That, coupled with slowed upgrade cycles, means that the occasional 1% increase in smartphone shipments is regarded as a net positive. Obviously, those aren’t the kinds of numbers you want to offer shareholders.

Both reports highlight two other related trends. First, people don’t want to spend as much money on their devices. As smartphone ownership has moved from flashy status symbol to utilitarian device, the price of flagships has continued to rise. We’re used to a more inverse relationship between these two factors, of course, but as sales have stagnated, the price of flagships have ballooned to over $1,000.

Is it any surprise that Samsung’s recent success in markets like Europe has been driven by its Galaxy A line? The company now commands more than a quarter of that market, with all four of its top spots occupied by entries in that mid-tier line.

The other key takeaway here: many users are simply waiting for the next big thing. That, I assume, applies to many traditionally early adopting big spenders. Analysts have long suggested that 5G will help reverse flagging smartphone sales — at least temporarily. But the flip side of that is many premium device purchasers sitting out this round, in anticipation of more 5G devices, and/or network rollouts in their area.

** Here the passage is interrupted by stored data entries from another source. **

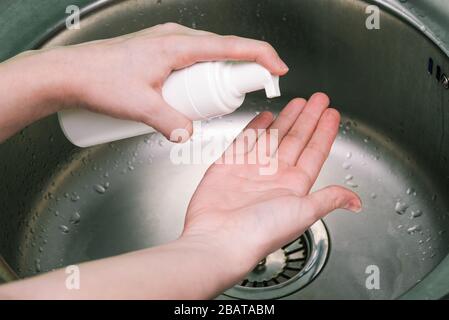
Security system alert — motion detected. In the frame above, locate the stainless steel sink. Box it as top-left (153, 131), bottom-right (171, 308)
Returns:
top-left (0, 0), bottom-right (449, 299)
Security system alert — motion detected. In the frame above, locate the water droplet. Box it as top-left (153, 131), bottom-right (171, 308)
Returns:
top-left (407, 224), bottom-right (421, 234)
top-left (70, 192), bottom-right (81, 202)
top-left (34, 259), bottom-right (41, 272)
top-left (59, 224), bottom-right (70, 233)
top-left (342, 161), bottom-right (352, 170)
top-left (70, 211), bottom-right (81, 224)
top-left (346, 180), bottom-right (359, 188)
top-left (394, 201), bottom-right (408, 214)
top-left (94, 184), bottom-right (106, 194)
top-left (412, 209), bottom-right (422, 218)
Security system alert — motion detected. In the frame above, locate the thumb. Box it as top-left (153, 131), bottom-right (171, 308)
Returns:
top-left (304, 186), bottom-right (362, 223)
top-left (144, 94), bottom-right (193, 142)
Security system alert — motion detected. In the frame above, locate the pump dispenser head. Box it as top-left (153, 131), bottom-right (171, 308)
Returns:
top-left (229, 62), bottom-right (281, 98)
top-left (168, 61), bottom-right (280, 120)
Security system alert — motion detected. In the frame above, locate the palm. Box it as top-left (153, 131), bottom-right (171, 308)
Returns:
top-left (184, 94), bottom-right (360, 261)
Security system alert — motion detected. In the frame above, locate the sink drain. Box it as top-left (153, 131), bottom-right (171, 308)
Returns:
top-left (225, 221), bottom-right (329, 299)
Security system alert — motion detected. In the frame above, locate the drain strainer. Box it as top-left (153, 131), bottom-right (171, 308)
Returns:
top-left (225, 221), bottom-right (329, 299)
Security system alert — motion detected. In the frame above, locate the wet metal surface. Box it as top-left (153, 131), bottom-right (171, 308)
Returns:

After all, for all of the 5G bluster we’ve heard from carriers, we’re still a ways away from the sort of critical mass required for such purchases to make sense. We’ll likely begin to see some of these numbers begin to turn in the right direction next year. It will be a welcome reprieve after several dismal quarters for sales figures.

That said, the larger trends here are still the dominant ones. After initial purchases of 5G devices, I suspect we’re going to see a regression to earlier figures, short of some new revolution happening in the category. Companies like Apple need to brace for this reality and find a way to further appeal to price-conscious consumers, lest they cede even more marketshare to budget smartphone makers.